Citation : 2025 Latest Caselaw 1452 J&K
Judgement Date : 22 August, 2025

Jammu & Kashmir High Court

Gautam Ray vs Union Of India And Others on 22 August, 2025

Author: Rajnesh Oswal
Bench: Rajnesh Oswal
     IN THE HIGH COURT OF JAMMU & KASHMIR AND LADAKH AT
                            JAMMU



                                               Reserved on: 06.08.2025
                                               Pronounced on:22.08.2025


CJ Court
                            LPA No.189/2023

Gautam Ray                                     ...APPELLANTS(S)
       Through: -   Mr. Rakesh Sharma, Advocate.

Vs.

Union of India and others                      ...RESPONDENT(S)
       Through: -   Mr. Vishal Sharma, DSGI.

CORAM: HON'BLE THE CHIEF JUSTICE
             HON'BLE MR. JUSTICE RAJNESH OSWAL, JUDGE

                             JUDGMENT

OSWAL 'J'

1) This intra-court appeal is directed against the

judgment dated 11.08.2023 passed by the learned Writ

Court in SWP No.148/2004, whereby the writ petition

preferred by the appellant challenging the order dated

13.09.2003 issued by respondent No.3 in respect of his

dismissal from service, has been dismissed.

2) The order dated 11.08.2023 has been impugned by

the appellant on the ground that the learned Writ Court

has not appreciated that the order dated 13.09.03 has

been passed by the respondents in violation of Rule

27(ccc) of the Central Reserve Police Force Rules, 1955

(for short 'the Rules'), which provides that when a

LPA No.189/2023 1|Page member of the Force has been tried and acquitted by a

criminal court, he shall not be punished departmentally

under this Rule on the same charge or on a similar

charge upon the evidence cited in the criminal case

whether actually led or not, except with the prior

sanction of the Inspector General. It is further contended

that the learned writ court has not appreciated the

judgment dated 10.02.1998, whereby the appellant was

acquitted on the ground of failure of the prosecution to

prove that the SLR rifle was misused by the appellant for

committing the offence. It is also urged that all the

witnesses were examined at their respective residences

and the appellant was made to accompany the Enquiry

Officer but he was not allowed to take legal advice or

legal opinion as to how to cross-examine the witnesses. It

is also contended that the learned writ court has not

appreciated that as per the established principle the

appellant was never afforded an opportunity to make

representation as to why proposed punishment should

not be inflicted upon him.

3) Mr. Rakesh Sharma, learned counsel for the

appellant, has argued that the appellant has been

proceeded against by the respondents in utter disregard

of Rule 27(ccc) of the Rules and that the Presenting

LPA No.189/2023 2|Page Officer was not appointed, as such, the whole

proceedings conducted against the appellant got vitiated.

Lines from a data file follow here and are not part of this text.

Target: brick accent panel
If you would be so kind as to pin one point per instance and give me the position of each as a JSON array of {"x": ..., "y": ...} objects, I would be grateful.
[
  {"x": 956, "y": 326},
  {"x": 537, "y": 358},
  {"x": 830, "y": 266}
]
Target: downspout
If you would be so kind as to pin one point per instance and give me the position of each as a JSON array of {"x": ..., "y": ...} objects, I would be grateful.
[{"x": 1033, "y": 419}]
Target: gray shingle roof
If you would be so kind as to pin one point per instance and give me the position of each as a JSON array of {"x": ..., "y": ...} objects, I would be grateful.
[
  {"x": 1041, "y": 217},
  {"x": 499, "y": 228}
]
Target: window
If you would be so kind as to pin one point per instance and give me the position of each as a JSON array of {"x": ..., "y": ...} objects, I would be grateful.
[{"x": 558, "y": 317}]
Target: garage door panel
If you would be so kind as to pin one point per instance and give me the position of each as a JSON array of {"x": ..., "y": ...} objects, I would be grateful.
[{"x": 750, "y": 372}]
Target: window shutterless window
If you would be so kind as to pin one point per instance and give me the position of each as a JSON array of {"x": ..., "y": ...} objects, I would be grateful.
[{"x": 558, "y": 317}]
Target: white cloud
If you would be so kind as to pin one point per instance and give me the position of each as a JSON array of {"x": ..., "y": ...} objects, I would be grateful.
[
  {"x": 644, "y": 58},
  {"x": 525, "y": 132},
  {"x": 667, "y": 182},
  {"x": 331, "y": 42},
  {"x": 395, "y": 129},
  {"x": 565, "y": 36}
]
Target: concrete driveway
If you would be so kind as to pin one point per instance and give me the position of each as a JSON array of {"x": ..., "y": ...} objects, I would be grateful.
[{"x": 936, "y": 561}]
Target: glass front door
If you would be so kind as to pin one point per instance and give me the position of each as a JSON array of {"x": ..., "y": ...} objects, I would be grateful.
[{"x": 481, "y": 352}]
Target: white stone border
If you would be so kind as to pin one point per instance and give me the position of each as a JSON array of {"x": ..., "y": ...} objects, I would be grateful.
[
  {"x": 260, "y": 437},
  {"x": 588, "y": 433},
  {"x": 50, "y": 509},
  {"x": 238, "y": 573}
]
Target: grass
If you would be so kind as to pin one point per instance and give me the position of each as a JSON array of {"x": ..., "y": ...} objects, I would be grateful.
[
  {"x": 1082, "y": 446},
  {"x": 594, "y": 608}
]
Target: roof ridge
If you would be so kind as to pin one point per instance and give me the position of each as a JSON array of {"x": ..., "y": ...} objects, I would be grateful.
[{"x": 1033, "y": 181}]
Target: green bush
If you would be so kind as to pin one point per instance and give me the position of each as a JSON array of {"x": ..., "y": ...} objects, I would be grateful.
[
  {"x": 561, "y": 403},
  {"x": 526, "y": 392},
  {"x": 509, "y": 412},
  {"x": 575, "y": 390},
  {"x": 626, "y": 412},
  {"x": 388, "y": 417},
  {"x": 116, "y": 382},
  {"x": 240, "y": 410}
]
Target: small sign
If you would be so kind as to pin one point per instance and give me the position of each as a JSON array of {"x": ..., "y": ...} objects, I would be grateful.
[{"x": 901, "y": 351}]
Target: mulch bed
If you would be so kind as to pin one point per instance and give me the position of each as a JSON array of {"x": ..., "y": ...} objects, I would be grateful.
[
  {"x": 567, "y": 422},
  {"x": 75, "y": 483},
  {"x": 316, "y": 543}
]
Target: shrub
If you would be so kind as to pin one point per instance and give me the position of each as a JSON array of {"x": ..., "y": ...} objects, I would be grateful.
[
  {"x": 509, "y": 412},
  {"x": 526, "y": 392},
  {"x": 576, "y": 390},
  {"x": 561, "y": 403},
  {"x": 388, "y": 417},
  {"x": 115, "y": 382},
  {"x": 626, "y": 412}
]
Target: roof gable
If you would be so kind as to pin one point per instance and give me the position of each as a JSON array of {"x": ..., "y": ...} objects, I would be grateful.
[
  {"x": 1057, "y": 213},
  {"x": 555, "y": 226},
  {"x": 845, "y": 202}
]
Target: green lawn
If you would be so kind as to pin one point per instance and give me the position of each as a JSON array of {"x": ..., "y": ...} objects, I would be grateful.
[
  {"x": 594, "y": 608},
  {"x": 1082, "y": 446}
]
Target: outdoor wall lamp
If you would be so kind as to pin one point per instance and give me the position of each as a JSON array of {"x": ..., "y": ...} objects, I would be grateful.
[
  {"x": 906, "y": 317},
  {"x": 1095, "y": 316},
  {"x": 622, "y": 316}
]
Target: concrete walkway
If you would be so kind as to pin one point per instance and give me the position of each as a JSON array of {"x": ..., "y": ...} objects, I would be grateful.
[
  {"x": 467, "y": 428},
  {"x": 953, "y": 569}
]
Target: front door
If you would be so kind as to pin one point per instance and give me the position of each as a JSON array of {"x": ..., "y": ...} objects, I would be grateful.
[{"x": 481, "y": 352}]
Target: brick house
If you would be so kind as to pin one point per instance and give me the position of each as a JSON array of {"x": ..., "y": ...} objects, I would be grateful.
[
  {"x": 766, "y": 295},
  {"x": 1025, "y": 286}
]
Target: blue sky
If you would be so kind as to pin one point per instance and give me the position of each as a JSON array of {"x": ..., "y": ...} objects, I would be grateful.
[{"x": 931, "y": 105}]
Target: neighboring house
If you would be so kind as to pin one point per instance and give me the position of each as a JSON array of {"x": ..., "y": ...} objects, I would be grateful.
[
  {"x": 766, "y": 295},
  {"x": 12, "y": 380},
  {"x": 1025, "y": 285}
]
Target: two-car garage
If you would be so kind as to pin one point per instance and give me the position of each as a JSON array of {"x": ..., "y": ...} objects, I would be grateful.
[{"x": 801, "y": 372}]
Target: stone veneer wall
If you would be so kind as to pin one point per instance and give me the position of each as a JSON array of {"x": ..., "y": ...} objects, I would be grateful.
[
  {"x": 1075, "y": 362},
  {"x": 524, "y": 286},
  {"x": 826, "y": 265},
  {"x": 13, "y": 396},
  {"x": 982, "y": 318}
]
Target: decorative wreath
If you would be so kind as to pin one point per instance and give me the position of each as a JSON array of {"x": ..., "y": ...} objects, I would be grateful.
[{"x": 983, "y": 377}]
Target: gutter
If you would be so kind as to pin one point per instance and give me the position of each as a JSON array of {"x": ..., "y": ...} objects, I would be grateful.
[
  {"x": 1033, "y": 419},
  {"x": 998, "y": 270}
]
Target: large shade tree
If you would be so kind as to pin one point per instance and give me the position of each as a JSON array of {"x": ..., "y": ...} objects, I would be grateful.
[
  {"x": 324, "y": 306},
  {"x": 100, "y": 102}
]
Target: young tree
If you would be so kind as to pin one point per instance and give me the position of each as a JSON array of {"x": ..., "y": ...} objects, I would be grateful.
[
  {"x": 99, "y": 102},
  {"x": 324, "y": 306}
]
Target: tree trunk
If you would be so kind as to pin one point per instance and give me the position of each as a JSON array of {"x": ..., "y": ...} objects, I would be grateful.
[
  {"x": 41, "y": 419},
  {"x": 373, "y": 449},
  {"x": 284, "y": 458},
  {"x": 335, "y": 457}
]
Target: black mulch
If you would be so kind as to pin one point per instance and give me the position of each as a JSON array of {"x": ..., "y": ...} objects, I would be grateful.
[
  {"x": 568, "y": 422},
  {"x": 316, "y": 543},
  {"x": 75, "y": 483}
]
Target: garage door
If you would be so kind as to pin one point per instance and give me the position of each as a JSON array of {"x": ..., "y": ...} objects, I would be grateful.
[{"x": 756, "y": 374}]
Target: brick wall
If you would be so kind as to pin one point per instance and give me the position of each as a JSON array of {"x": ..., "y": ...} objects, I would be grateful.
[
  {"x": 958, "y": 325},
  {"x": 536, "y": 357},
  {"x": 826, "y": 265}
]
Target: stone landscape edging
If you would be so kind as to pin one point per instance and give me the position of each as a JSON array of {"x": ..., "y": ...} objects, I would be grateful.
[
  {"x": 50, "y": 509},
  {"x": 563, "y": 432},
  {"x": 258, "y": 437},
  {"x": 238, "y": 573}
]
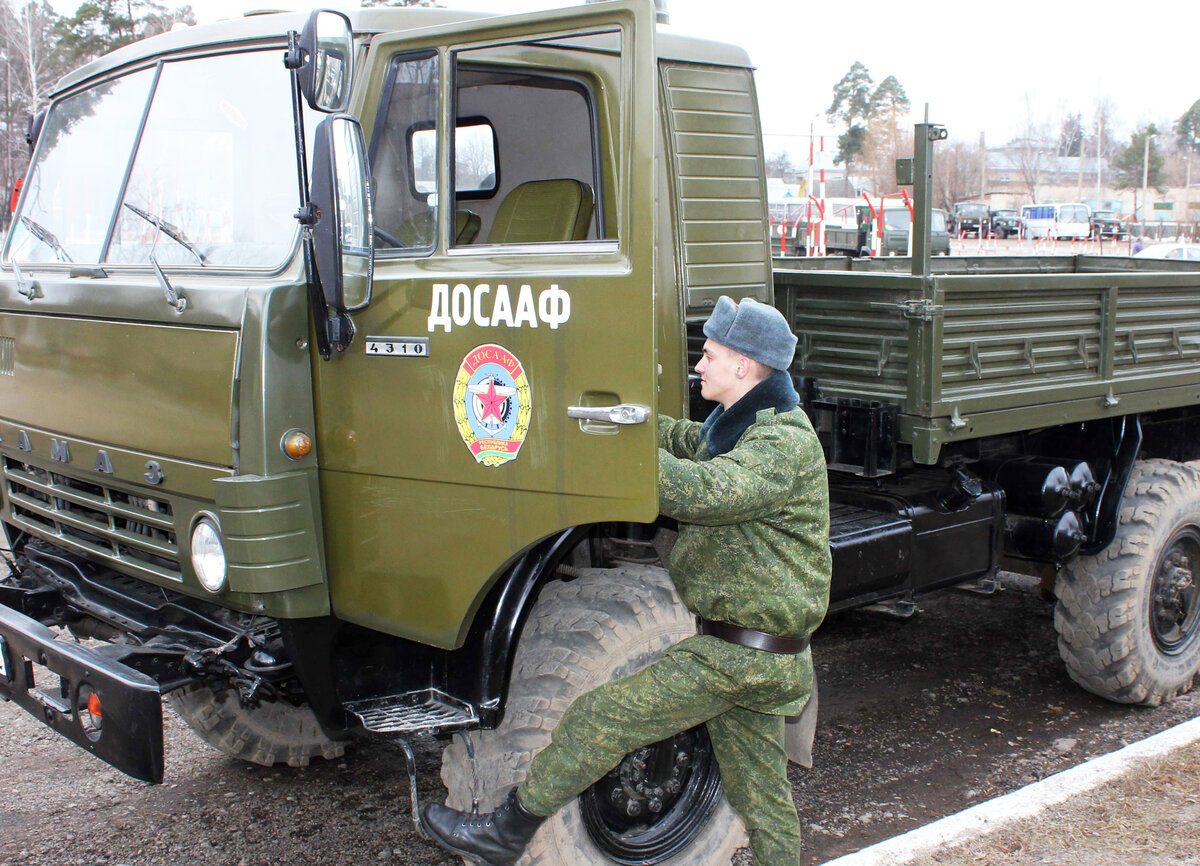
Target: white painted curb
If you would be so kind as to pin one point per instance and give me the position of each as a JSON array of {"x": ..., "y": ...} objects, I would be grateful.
[{"x": 987, "y": 817}]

4) Per contra, Mr. Vishal Sharma, learned DSGI, has

submitted that in the de novo departmental proceedings

were conducted against the appellant, he was found to be

guilty of misconduct and, accordingly, Commandant 5th

Bn. CRPF, in exercise of power under Section 11(1) of the

CRPF Act, 1949( for short 'the Act'), read with Rule 27 of

the Rules, ordered the dismissal of the appellant and, as

such, there is no illegality in the order of dismissal of the

appellant from service.

5) Heard learned counsel for the parties and perused

record of the case.

6) After examining the record, we find that the

appellant was earlier dismissed from service but his

dismissal was set aside by the learned writ court vide

judgment dated 31.07.2001 passed in SWP

No.1018/1999. The judgment dated 31.07.2001 was

assailed by the respondents through the medium of intra

court appeal bearing LPASW No.248/2002, which was

disposed of vide judgment dated 29.07.2002, with liberty

to the respondents to hold fresh inquiry in accordance

with rules. Pursuant thereto, fresh departmental

proceedings were initiated against the appellant vide LPA No.189/2023 3|Page order dated 30.12.2002 with allegations that he misused

the Govt. Arms and Ammunition which were issued to

him to fight against the anti-national elements and

protect himself as well as the Force personnel including

his Superior Officers but he fired one round at 1700

hours on 31.05.1992 from SLR No.7.62 issued to him,

which was in his possession, at Sh. Mohd. Israil,

Assistant Commandant (A/C), OC F/5 which hit on his

head resulting in his death. The act allegedly committed

by the appellant was punishable under Section 11(1) of

the Act. Shri Sukhjit Singh, Deputy Commandant of the

Unit, was initially appointed as Enquiry Officer but was

replaced by Shri A. Mani, Deputy Commandant on

account of his attachment with the Office of IGP. The

record produced by the respondents reveals that the

statements of PWs LNK Uni, Constable P.V. Ratnam, Ex-

Inspector Jagat Singh and Head Constable V. S.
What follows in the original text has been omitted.